Regardless of which ZEV adoption strategies become actual policy — mandates, purchase incentives or otherwise — Turner says the data all points to the same conclusion: “governments and industry need to work pretty hard to make sure that folks who are just possibly interested in EVs can go down to their local dealership and test drive one or maybe take one home.”
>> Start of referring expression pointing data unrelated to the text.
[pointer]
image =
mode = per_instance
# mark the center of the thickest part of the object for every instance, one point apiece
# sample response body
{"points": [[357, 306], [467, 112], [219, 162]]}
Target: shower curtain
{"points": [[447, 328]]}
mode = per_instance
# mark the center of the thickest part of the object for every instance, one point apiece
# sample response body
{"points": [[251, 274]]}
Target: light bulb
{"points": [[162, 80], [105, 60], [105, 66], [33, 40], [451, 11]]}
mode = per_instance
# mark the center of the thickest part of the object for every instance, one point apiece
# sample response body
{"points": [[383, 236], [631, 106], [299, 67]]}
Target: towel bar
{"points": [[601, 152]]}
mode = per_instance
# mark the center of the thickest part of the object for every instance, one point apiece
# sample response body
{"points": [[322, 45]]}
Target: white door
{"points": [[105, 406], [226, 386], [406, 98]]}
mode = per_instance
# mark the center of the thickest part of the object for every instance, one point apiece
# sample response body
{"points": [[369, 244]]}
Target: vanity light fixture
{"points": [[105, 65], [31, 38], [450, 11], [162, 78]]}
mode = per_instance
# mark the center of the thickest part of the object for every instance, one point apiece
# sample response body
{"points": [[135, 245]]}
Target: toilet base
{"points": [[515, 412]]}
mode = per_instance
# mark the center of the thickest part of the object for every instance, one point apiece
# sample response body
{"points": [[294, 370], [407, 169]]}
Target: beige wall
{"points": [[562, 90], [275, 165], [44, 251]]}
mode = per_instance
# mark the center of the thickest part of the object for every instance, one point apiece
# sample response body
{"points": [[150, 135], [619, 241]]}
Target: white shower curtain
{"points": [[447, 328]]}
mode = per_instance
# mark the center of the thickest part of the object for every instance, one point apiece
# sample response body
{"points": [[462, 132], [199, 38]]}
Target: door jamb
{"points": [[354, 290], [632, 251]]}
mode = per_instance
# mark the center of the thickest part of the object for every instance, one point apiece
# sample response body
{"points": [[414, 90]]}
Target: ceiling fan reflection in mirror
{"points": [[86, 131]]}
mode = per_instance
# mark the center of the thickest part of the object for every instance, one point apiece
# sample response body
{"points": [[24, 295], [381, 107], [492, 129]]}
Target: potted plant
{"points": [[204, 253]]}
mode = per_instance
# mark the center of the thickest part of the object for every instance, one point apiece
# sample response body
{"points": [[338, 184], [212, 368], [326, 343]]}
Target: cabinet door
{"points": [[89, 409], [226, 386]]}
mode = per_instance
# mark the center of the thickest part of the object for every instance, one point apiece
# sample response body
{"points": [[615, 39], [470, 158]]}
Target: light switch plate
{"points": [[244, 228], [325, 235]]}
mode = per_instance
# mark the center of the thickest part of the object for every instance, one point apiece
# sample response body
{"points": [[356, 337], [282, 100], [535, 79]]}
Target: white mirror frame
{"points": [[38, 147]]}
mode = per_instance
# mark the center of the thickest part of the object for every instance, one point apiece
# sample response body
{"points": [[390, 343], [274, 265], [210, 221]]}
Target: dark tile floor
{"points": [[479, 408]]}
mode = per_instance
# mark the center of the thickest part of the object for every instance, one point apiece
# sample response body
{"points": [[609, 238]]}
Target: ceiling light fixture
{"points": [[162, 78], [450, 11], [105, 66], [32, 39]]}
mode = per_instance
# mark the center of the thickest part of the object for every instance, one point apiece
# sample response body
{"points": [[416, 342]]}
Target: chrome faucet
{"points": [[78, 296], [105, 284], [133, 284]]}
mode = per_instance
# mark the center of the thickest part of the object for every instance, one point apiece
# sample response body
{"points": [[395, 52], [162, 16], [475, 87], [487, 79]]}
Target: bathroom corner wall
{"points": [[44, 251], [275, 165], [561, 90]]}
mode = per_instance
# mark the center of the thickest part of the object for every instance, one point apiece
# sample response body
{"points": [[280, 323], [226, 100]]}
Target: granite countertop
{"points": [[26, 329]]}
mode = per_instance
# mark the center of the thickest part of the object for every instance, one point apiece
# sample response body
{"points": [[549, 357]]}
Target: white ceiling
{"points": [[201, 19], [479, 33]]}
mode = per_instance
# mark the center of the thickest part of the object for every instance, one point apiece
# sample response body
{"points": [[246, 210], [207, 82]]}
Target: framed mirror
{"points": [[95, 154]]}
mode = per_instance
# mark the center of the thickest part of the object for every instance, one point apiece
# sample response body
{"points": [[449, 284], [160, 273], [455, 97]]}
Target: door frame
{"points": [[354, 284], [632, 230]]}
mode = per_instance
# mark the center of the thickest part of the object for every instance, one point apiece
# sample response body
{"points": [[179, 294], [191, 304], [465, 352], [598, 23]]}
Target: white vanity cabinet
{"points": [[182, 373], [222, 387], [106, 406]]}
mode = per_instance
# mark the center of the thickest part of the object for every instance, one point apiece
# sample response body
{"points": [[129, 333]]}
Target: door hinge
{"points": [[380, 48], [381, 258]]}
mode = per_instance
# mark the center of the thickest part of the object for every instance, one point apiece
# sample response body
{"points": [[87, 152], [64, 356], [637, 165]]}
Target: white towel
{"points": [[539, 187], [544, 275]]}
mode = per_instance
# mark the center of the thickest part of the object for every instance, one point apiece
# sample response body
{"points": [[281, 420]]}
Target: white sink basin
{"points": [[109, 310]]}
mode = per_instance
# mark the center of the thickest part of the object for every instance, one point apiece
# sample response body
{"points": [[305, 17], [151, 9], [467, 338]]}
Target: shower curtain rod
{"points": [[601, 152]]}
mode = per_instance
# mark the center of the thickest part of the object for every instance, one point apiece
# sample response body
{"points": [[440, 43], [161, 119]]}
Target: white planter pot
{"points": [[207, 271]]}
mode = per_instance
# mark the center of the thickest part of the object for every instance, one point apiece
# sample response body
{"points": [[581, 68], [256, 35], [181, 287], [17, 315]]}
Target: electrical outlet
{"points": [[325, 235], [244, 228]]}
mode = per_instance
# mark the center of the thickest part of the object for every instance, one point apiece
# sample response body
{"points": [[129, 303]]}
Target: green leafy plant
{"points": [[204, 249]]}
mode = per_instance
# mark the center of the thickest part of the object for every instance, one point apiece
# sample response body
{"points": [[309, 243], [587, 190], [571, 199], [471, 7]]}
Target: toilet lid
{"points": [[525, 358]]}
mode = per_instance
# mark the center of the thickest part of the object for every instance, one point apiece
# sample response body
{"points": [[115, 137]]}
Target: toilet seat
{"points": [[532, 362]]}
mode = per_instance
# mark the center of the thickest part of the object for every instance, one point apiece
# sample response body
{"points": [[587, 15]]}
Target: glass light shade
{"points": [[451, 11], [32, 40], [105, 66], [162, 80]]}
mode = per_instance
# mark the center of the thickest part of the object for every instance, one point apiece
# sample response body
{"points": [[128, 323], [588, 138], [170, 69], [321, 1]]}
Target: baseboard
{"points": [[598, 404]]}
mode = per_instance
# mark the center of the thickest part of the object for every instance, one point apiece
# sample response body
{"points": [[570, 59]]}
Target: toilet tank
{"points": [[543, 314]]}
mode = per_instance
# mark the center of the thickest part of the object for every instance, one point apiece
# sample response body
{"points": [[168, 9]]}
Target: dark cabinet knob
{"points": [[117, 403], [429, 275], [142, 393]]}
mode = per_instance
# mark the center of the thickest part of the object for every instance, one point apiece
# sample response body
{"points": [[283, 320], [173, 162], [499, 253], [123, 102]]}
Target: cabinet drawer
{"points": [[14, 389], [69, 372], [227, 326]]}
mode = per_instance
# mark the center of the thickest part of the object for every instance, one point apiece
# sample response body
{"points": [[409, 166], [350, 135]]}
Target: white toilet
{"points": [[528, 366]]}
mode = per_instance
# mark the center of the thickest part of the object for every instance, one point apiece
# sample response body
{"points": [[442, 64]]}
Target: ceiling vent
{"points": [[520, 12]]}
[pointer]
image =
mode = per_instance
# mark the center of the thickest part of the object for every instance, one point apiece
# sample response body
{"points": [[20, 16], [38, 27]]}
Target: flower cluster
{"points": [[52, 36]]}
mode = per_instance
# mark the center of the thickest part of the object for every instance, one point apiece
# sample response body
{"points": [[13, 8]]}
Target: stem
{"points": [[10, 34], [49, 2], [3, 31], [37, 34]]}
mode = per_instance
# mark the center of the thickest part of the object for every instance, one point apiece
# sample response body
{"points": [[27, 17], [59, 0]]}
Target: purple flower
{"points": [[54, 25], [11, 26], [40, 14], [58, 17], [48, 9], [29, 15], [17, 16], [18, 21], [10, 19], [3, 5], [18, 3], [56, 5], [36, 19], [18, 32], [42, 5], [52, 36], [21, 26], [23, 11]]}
EV availability in Canada snapshot

The 2021 edition of the Transport Canada report points to some key trends in the national EV marketplace:

  • Between February 2020 and February 2021, inventory of EVs in every province increased, with the most absolute number increase seen in B.C., Quebec and Ontario;
  • In February 2021 the same three provinces — B.C., Quebec and Ontario — were undersupplied for EVs if Tesla is excluded from vehicle count;
  • In 2021 Saskatchewan and Newfoundland and Labrador dealerships are the least likely of all the provinces to have an EV in stock;
  • In 2021, outside of Quebec, BC and Ontario, eight out of 10 dealerships had no EVs available, and only four per cent had five or more EVs; and
  • Quebec leads in Canada with respect to EV inventory, but in Atlantic Canada — which saw all Atlantic provinces get a provincial ZEV purchase rebates in 2021 — saw inventory as much as quadruple.